Reja, tre punti per una panchina
Ma la prossima stagione si vedrà

Il tanto atteso ritorno al successo dei nerazzurri col Bologna è valso a blindare la panchina per Edy Reja. Almeno sino a fine stagione. E ben se lo merita.

Sì perché l’allenatore friulano aveva dalla sua il buon finale del passato torneo e i tre mesi iniziali di quello attuale, ma stava rischiando grosso. E la squadra ha, tra l’altro, smentito nei fatti chi aveva parlato di scarso feeling con il tecnico. A confermarlo ulteriormente Papu Gomez che, nel dopo partita ha esclamato: «Questa vittoria è per Reja, privo di qualsiasi responsabilità». Il mister, dunque, concluderà il campionato a Bergamo ma poi? Molto dipenderà dai prossimi risultati.

In altre parole, se la salvezza verrà raggiunta solo per demerito delle formazioni attualmente dietro i nerazzurri, la dirigenza provvederà, salvo clamorose sorprese, alla sostituzione di Reja. Qualora, invece, da qui al termine l’Atalanta dovesse togliersi qualche soddisfazione e magari far vedere il bel gioco (e i risultati) della prima parte del torneo, la società qualche ragionamento diverso comincerà a farlo. Anche alla luce della rivoluzione del mercato invernale che ha costretto il mister a modificare in fretta e furia gli assetti tattici.
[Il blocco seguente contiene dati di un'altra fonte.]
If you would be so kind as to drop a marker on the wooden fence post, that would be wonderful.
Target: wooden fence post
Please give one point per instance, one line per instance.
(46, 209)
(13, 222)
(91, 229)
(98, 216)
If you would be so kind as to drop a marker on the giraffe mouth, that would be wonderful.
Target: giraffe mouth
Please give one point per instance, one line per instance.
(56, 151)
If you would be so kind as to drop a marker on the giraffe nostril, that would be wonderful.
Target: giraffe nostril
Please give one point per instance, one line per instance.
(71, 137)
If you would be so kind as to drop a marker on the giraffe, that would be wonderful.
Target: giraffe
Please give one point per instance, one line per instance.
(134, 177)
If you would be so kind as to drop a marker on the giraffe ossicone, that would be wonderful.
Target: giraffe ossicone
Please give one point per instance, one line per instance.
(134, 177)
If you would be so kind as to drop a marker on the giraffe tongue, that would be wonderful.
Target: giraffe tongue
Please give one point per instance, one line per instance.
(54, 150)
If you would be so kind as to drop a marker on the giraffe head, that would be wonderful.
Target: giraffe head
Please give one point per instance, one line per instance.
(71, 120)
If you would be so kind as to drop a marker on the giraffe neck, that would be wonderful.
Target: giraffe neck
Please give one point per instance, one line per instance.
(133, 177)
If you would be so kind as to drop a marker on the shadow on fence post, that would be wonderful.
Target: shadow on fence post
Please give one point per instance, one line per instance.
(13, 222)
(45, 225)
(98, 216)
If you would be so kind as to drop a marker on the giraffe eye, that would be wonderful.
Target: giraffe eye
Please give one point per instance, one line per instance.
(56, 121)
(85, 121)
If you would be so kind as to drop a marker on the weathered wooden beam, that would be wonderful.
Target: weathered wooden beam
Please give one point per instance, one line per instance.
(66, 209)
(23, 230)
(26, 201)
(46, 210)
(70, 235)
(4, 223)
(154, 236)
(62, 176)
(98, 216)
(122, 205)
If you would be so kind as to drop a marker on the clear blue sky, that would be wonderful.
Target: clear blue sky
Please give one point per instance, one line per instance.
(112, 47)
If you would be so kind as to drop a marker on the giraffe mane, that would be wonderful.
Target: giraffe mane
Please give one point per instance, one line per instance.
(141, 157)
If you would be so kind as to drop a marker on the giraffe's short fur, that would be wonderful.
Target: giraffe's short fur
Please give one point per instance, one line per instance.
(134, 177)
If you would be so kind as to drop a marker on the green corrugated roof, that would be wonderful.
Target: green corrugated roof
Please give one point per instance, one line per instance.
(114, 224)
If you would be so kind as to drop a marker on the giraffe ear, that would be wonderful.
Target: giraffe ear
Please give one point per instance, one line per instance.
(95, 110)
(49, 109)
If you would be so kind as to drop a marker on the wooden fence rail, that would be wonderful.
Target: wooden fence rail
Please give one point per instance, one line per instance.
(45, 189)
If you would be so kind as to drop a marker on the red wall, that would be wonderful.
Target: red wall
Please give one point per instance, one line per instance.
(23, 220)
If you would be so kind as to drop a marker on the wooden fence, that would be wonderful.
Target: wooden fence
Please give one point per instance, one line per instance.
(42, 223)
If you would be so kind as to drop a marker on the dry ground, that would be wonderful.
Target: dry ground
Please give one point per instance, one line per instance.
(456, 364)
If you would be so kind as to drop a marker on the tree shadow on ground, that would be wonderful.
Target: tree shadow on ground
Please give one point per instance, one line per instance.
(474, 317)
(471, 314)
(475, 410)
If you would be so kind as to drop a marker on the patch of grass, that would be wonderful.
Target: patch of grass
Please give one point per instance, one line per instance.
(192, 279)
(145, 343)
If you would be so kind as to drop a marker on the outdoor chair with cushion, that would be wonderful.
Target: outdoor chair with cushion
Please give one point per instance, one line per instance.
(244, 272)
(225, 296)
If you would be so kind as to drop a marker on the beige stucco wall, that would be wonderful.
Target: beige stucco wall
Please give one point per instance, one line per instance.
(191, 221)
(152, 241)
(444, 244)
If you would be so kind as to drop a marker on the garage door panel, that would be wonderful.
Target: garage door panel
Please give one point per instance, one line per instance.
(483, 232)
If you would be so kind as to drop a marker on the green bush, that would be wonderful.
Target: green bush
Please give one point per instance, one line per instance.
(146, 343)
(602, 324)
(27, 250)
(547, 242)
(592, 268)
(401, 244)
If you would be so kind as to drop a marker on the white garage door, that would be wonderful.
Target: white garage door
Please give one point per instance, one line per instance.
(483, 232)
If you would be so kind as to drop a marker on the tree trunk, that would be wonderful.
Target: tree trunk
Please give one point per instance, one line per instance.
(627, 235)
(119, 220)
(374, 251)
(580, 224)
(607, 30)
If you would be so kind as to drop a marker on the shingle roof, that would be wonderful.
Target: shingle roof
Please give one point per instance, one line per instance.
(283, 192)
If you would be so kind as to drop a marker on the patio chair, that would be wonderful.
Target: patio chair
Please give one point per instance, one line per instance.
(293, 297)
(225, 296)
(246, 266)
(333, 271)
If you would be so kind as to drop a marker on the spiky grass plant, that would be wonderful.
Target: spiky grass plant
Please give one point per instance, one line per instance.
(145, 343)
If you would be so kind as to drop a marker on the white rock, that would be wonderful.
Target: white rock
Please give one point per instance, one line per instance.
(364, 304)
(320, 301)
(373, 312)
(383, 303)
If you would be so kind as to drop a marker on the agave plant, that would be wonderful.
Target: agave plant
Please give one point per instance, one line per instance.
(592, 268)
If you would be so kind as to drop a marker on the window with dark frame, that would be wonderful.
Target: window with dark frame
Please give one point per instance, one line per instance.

Certo, c’è anche il discorso anagrafico da valutare, ma dove sta scritto che questo tolga di colpo al mister capacità e qualità professionali? Va, inoltre, sottolineata la operativa e costante presenza del vice Bollini già adesso molto prezioso. Sul futuro di Reja, poi, potrebbe essere determinante il tipo di programmazione che ha in mente il presidente Antonio Percassi e i più stretti collaboratori. Ricorrente, tra gli ipotetici candidati, al dopo Reja, Prandelli: e se fosse davvero lui il prescelto, è chiaro che ci sarebbe anche un cambiamento di gruppo e strategie davvero importante.